Last October I posted about my husband Jim and his cancer diagnosis. I want to update everyone with the good news that after 12 rounds of chemo that he has been pronounced cancer-free. I am whispering this, and not shouting it to the rafters because I don’t want to tempt fate or gremlins. So far, so good.
Jim’s diagnosis was wrenching to us both, and over the past year both of us have changed, I think for the better. I am a steadier and more sober person, having been shown brief, but incredibly intense glimpses of just how precious life is. So some of the silliness has been knocked out of me, and that’s a good thing. Jim remains as good as he always has been–he definitely is my “better half.”
All this has made me think about this blog and about re-shaping it in the coming months.

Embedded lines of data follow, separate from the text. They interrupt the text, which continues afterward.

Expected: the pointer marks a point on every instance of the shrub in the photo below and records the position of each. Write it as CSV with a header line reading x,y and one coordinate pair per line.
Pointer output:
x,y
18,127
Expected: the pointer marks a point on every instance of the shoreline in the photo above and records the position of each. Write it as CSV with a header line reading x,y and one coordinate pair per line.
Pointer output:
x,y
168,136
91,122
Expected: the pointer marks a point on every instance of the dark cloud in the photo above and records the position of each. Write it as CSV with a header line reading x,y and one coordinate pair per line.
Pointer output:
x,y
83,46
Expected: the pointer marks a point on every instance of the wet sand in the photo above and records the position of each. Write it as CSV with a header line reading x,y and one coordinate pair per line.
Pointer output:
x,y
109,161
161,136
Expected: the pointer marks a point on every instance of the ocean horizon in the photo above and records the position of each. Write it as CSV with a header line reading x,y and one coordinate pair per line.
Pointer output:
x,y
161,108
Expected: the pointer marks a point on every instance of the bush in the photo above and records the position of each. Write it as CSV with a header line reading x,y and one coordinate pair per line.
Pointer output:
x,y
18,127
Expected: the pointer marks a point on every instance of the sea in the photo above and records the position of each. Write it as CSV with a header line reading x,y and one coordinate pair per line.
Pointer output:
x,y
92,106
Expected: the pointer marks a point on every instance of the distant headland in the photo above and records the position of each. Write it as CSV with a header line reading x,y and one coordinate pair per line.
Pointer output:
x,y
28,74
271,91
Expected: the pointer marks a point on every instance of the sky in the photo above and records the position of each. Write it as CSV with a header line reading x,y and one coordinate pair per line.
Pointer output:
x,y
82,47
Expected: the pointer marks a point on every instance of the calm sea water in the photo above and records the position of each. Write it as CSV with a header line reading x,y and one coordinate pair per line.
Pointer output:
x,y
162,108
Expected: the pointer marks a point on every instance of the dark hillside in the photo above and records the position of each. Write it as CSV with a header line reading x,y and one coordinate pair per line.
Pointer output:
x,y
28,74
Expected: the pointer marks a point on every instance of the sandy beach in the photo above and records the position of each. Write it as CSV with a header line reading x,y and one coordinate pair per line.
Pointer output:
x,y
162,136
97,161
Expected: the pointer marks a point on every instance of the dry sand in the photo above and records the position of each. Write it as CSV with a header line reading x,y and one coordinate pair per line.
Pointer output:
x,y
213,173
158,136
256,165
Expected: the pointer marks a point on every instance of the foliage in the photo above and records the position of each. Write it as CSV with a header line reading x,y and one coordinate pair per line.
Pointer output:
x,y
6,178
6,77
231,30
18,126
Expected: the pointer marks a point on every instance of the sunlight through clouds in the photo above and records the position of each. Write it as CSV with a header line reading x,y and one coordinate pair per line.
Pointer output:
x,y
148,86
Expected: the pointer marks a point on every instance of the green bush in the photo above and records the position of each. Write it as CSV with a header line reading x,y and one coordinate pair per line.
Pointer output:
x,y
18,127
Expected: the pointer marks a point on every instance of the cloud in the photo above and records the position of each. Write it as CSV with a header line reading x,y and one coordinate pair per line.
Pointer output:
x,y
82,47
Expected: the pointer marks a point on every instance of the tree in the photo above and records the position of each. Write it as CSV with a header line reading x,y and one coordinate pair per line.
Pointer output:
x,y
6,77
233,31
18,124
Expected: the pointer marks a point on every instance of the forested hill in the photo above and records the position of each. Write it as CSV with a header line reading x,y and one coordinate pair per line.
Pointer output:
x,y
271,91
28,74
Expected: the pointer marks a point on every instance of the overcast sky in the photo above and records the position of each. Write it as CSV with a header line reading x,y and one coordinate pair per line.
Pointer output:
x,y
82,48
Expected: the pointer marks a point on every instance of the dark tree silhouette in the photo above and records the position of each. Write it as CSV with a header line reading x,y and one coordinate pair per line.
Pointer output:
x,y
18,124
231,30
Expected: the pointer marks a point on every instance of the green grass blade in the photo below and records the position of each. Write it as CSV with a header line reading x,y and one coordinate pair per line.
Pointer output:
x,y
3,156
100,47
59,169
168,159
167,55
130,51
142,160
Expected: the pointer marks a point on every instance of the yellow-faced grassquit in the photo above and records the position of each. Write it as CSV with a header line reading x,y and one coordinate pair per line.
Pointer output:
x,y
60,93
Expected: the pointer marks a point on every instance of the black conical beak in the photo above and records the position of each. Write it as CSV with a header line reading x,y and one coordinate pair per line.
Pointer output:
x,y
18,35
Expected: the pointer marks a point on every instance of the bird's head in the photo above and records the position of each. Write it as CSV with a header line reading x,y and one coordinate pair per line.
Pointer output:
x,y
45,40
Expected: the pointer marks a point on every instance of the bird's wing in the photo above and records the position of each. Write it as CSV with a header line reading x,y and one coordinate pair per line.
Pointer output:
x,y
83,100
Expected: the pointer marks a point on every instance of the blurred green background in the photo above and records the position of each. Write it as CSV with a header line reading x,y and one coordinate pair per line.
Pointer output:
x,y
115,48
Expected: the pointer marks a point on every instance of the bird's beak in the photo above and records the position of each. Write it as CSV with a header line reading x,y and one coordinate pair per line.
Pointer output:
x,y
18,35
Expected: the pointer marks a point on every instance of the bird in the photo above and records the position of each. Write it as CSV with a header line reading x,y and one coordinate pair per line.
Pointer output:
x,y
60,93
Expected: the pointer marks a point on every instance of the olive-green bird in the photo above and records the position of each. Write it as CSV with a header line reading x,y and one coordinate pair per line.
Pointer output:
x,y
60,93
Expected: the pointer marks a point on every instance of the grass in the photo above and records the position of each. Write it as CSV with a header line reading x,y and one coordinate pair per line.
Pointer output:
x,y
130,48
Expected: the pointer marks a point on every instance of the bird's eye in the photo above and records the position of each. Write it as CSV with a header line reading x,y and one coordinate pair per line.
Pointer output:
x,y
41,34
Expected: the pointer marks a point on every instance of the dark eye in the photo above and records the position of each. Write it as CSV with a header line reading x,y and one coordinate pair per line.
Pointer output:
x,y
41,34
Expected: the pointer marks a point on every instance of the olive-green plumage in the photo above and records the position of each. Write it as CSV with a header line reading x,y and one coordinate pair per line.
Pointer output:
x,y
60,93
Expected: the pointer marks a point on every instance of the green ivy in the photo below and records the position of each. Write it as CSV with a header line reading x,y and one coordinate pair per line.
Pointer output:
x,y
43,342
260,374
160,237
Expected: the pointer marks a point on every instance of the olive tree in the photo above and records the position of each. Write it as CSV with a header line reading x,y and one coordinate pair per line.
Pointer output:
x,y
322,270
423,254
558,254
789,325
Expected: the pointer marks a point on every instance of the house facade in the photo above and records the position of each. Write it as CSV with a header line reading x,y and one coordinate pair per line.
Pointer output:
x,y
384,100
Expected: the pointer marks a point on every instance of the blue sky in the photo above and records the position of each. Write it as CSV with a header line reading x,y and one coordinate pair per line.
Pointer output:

I have been really struck by how a blog consumes “content,” and I have watched a Niagara Falls-like torrent of content pouring over a cliff and dissolving into the mist. Writing a book was more like building a house–I can look back and it’s still there. With this in mind, I’ve decided to post less, and when I do post to focus on garden-related subjects. My short-term goal is to become a better photographer, as I’ve really been bitten by the bug. This will leave me time to return to painting watercolors, especially of birds.
Meanwhile, thank you for coming to my blog. I’ve really appreciated your kind and informative comments. Namaste.